I've got a working app that serializes a document (of type IDocument) to disk. From there there's another app that I've made that can open that document (IDocument implements IPrintDocument) for viewing.
Let's assume that I've written an IDocument to disk, and then a week later a field gets added to the IDocument object. Both the program that writes the files and the one that opens them are updated with this new 'version' of IDocument. It will then break (I assume - haven't had a chance to check, I'm looking ahead here) when trying to open the previous IDocument version. Is there a known pattern that alleviates this kind of problem?
Yes - use a serialization mechanism which is tolerant to versioning.
Predictably enough, I'm going to suggest using Google's Protocol Buffers, for which there are at least two viable .NET implementations. So long as you're careful, Protocol Buffers are both backward and forward compatible - you can read a new message with old code and vice versa, and the old code will still be able to preserve the information it doesn't understand.
Another alternative is XML, whether using .NET's built-in XML serialization or not. The built-in serialization isn't particularly flexible in terms of versioning as far as I'm aware.
The .net built-in serialization is an option, but it does requires you to add place holders on the specific pieces that you want to extend in the future.
You add place holders for the extra elements/attributes like the following code:
[XmlAnyElement()]
public XmlElement[] ExtendedElements { get; set; }
[XmlAnyAttribute()]
public XmlAttribute[] ExtendedAttributes { get; set; }
By adding the above in the involved classes, you can effectively read a information saved that has extra elements/attributes, modify the normal properties that the software knows how to handle and save it. This allows for both backwards and forward compatibility. When adding a new field, just add the desired property.
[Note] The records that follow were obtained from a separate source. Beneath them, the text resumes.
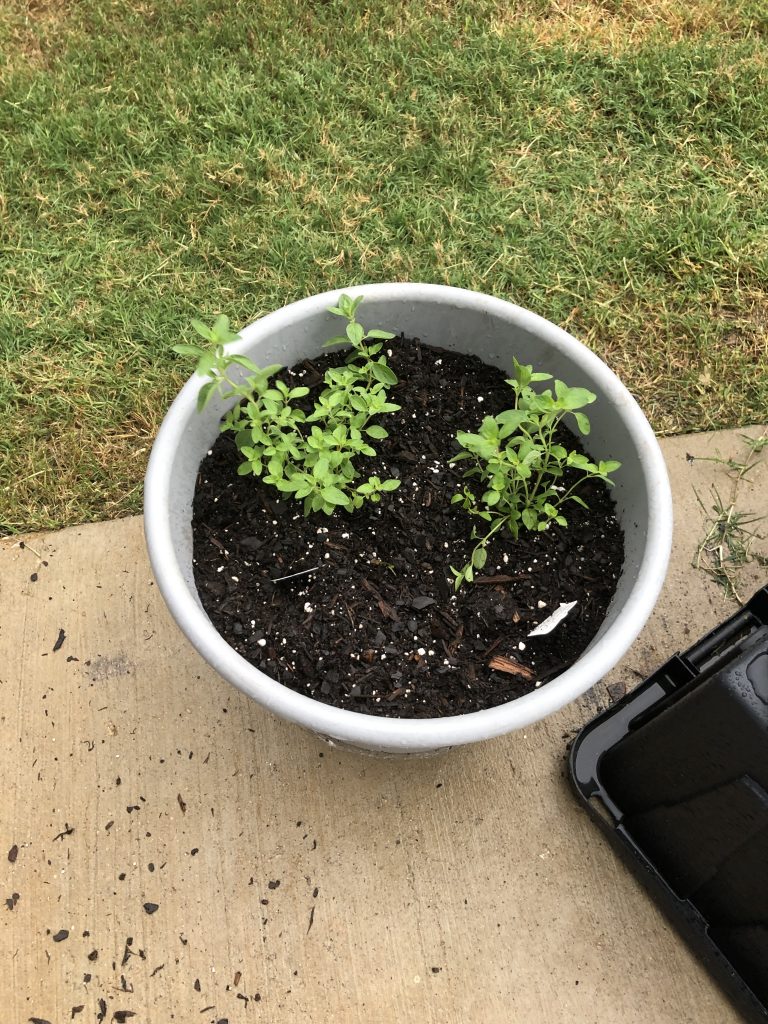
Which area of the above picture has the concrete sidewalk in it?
[0,429,768,1024]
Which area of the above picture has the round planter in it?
[144,284,672,754]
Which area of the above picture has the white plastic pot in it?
[144,284,672,754]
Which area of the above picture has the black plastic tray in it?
[570,587,768,1022]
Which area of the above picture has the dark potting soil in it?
[193,337,624,718]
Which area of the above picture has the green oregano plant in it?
[451,359,621,590]
[174,295,400,515]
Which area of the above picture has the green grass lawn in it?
[0,0,768,532]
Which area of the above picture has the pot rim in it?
[144,283,672,752]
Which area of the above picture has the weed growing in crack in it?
[686,434,768,604]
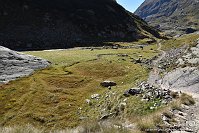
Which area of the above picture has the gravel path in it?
[148,43,199,133]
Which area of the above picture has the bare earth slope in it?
[0,46,50,84]
[135,0,199,34]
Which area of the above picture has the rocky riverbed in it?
[0,46,50,84]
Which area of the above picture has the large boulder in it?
[161,67,199,94]
[100,81,117,87]
[0,46,50,84]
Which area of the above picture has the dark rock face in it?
[135,0,199,33]
[0,0,159,50]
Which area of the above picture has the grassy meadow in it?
[0,45,158,129]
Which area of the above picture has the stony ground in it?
[148,37,199,133]
[0,46,50,84]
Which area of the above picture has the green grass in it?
[0,45,158,129]
[162,34,199,51]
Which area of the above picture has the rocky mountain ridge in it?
[0,0,159,50]
[135,0,199,34]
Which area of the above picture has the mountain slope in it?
[0,0,159,49]
[135,0,199,32]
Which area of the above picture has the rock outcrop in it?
[161,67,199,94]
[0,46,50,84]
[0,0,159,50]
[135,0,199,34]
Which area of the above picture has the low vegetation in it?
[162,34,199,51]
[0,45,158,130]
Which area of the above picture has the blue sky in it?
[117,0,144,12]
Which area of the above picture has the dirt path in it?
[148,42,199,133]
[148,42,166,86]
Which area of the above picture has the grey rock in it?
[161,67,199,93]
[100,81,117,87]
[91,94,100,99]
[124,88,141,97]
[0,46,50,84]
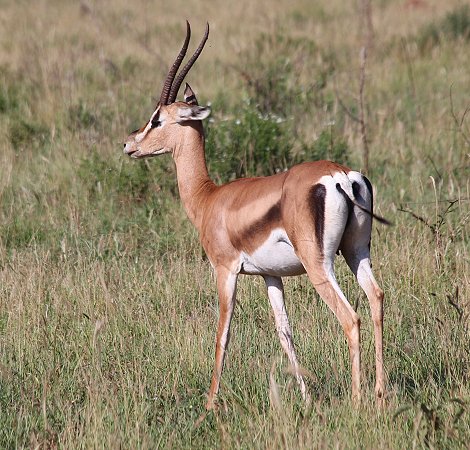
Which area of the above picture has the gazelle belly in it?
[240,228,305,276]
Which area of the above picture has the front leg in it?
[206,266,238,409]
[264,275,309,401]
Note that the above is limited to extend in the specified hooks.
Update: As Jon mentioned in the comment, the above will only work for xml serialization. As far as I know binary serialization doesn't support something similar. In binary serialization you can get both old/new version of the app to be able to read each other serialized info (.net 2.0+), but if you save it back you will loose the extra info the version doesn't handles.
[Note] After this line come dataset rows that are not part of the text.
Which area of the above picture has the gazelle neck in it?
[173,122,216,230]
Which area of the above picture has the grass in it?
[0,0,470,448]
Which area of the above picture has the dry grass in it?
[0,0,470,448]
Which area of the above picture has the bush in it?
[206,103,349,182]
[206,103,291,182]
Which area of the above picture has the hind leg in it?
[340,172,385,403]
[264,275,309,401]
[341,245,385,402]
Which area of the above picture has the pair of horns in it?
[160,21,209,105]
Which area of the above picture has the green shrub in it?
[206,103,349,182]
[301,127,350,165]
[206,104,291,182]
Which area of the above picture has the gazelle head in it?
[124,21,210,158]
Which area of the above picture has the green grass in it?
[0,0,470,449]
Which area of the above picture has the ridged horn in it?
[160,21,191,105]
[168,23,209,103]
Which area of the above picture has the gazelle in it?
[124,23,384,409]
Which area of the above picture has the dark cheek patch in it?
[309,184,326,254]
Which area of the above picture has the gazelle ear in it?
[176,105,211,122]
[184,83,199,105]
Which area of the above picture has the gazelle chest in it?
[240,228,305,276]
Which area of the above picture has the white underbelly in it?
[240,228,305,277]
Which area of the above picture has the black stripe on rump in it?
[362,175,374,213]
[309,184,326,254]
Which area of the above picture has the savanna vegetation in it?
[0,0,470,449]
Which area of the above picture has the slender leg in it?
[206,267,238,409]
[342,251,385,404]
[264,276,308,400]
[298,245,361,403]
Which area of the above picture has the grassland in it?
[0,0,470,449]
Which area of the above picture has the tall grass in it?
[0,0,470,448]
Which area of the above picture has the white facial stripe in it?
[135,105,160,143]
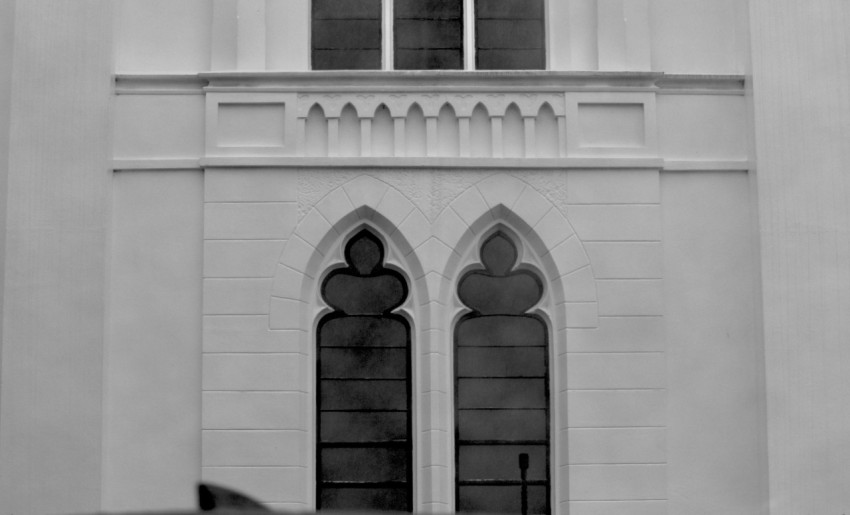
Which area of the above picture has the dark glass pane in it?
[395,19,463,49]
[457,379,547,408]
[319,316,407,347]
[457,315,546,347]
[320,447,407,482]
[481,233,517,275]
[313,20,381,49]
[457,445,547,481]
[319,411,407,442]
[458,272,543,315]
[457,347,546,377]
[395,49,463,70]
[313,0,381,20]
[457,485,548,515]
[345,231,384,275]
[393,0,463,70]
[313,49,381,70]
[475,0,543,20]
[393,0,463,20]
[323,273,407,315]
[320,380,407,410]
[320,347,407,379]
[319,487,410,511]
[476,20,543,49]
[475,48,546,70]
[457,409,549,440]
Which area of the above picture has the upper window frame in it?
[310,0,550,71]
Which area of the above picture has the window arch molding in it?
[432,173,598,513]
[432,222,568,513]
[269,175,429,509]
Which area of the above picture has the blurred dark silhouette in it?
[198,483,271,511]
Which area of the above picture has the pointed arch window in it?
[454,232,550,514]
[316,229,413,511]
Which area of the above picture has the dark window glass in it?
[458,315,546,347]
[457,409,549,442]
[458,445,546,481]
[455,233,550,514]
[475,0,546,70]
[319,487,410,511]
[457,378,546,408]
[311,0,381,70]
[321,447,408,483]
[457,485,549,515]
[319,347,407,380]
[316,230,413,511]
[388,0,463,70]
[319,411,407,442]
[319,315,407,348]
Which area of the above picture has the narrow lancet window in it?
[455,232,550,514]
[316,230,412,511]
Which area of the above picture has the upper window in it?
[312,0,546,70]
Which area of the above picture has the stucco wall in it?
[0,0,766,515]
[0,1,112,514]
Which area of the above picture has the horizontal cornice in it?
[115,71,745,95]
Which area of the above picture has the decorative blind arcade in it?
[316,230,413,511]
[312,0,546,70]
[455,232,550,514]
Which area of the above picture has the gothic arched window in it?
[454,232,550,514]
[316,229,413,511]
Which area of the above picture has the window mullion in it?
[381,0,395,70]
[463,0,475,70]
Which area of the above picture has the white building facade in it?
[0,0,850,515]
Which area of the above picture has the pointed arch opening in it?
[502,103,525,157]
[372,104,395,157]
[404,102,427,157]
[437,103,460,157]
[305,104,328,157]
[454,230,551,514]
[339,104,360,157]
[469,103,493,157]
[316,228,413,511]
[534,102,559,157]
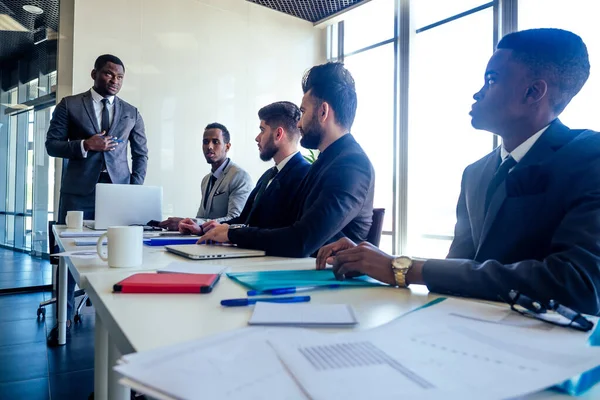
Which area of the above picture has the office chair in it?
[37,221,92,323]
[367,208,385,247]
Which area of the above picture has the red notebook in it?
[113,273,221,293]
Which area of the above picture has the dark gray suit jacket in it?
[423,120,600,314]
[196,160,252,222]
[46,91,148,195]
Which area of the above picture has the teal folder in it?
[227,269,387,290]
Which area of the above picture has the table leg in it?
[94,313,109,400]
[57,257,69,345]
[108,336,131,400]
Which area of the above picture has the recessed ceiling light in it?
[23,4,44,15]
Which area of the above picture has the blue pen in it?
[247,284,341,296]
[221,296,310,307]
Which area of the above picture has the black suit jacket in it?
[227,152,310,228]
[229,134,375,257]
[423,120,600,314]
[46,91,148,195]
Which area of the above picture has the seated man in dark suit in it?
[200,63,375,257]
[179,101,310,234]
[317,29,600,315]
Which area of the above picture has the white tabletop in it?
[55,223,600,400]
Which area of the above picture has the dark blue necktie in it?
[485,155,517,214]
[100,99,110,133]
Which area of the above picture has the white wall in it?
[68,0,325,216]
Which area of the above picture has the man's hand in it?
[179,218,204,235]
[330,242,396,285]
[158,217,183,231]
[196,224,229,244]
[317,237,356,269]
[83,131,119,151]
[202,221,220,235]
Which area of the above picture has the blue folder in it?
[227,269,387,290]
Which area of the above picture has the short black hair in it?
[258,101,301,137]
[94,54,125,72]
[302,62,357,130]
[498,28,590,113]
[204,122,231,144]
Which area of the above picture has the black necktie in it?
[246,167,278,225]
[204,175,217,211]
[485,156,517,214]
[100,99,110,133]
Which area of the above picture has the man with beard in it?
[159,122,252,233]
[317,29,600,317]
[184,101,310,234]
[199,63,375,257]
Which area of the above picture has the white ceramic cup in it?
[96,226,144,268]
[65,211,83,231]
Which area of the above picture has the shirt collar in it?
[500,124,550,162]
[90,88,115,104]
[213,158,229,179]
[275,151,298,172]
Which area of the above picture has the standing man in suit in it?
[46,54,148,340]
[184,101,310,234]
[159,122,252,231]
[200,63,375,257]
[317,29,600,315]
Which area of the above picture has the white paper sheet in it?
[156,262,230,274]
[269,299,600,399]
[115,330,307,400]
[248,302,358,326]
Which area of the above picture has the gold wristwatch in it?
[392,256,413,287]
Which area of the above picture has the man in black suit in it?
[317,29,600,315]
[200,63,375,257]
[179,101,310,234]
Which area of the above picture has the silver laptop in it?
[165,244,265,260]
[84,183,162,229]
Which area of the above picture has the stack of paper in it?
[116,299,600,399]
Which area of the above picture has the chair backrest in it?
[48,221,60,265]
[367,208,385,247]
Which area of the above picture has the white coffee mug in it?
[65,211,83,231]
[96,226,144,268]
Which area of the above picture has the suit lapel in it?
[108,96,123,138]
[478,119,573,247]
[81,91,100,133]
[206,159,231,211]
[471,151,500,248]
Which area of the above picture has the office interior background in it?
[0,0,600,257]
[0,0,600,391]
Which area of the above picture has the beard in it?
[300,118,325,150]
[260,138,279,161]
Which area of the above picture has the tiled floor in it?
[0,249,94,400]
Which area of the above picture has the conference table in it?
[53,226,600,400]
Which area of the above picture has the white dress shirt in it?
[81,88,115,158]
[267,151,298,187]
[500,125,550,163]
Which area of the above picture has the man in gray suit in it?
[317,29,600,315]
[46,54,148,342]
[46,54,148,224]
[159,122,253,234]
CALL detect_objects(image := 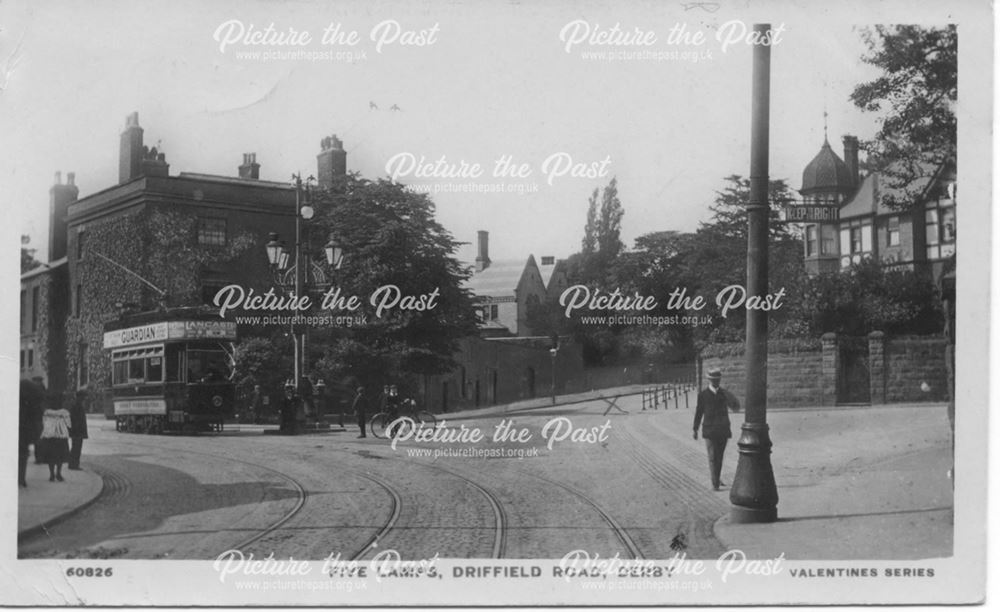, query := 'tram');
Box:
[104,309,236,434]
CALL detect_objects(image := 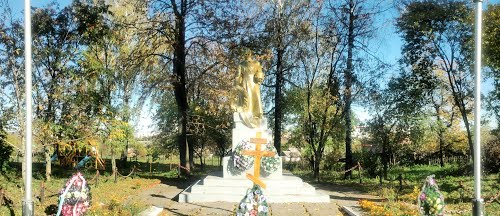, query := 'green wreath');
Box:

Starting at .net 2.0 the de-serialization process ignores the extra data, if you combine that with optional fields you can effectively get both apps to read other version's formats. The problem is that the data isn't hold by the class like in the xml fields.
Some related links: http://msdn.microsoft.com/en-us/library/system.runtime.serialization.serializationbinder.aspx, http://msdn.microsoft.com/en-us/library/ms229752.aspx
If you don't want xml serialization, I would go with Jon's approach.
Ps. I am unaware if there is some good third party implementation, that we can access, that extends the binary serialization to hold and save the extra data.
Built in serialization should give you some minimal tolerance for version updates using the [OptionalField] attribute. But stuff can get tricky really fast so you better look at using a framework that solved these issues like Jons protobuffers etc...
Another couple of options would be to use an embedded DB like Sqlite for your document store. And manually (or using an ORM) map properties/fields in your object to columns in a table.
or
Use Lucene which will also give you fulltext search through your documents.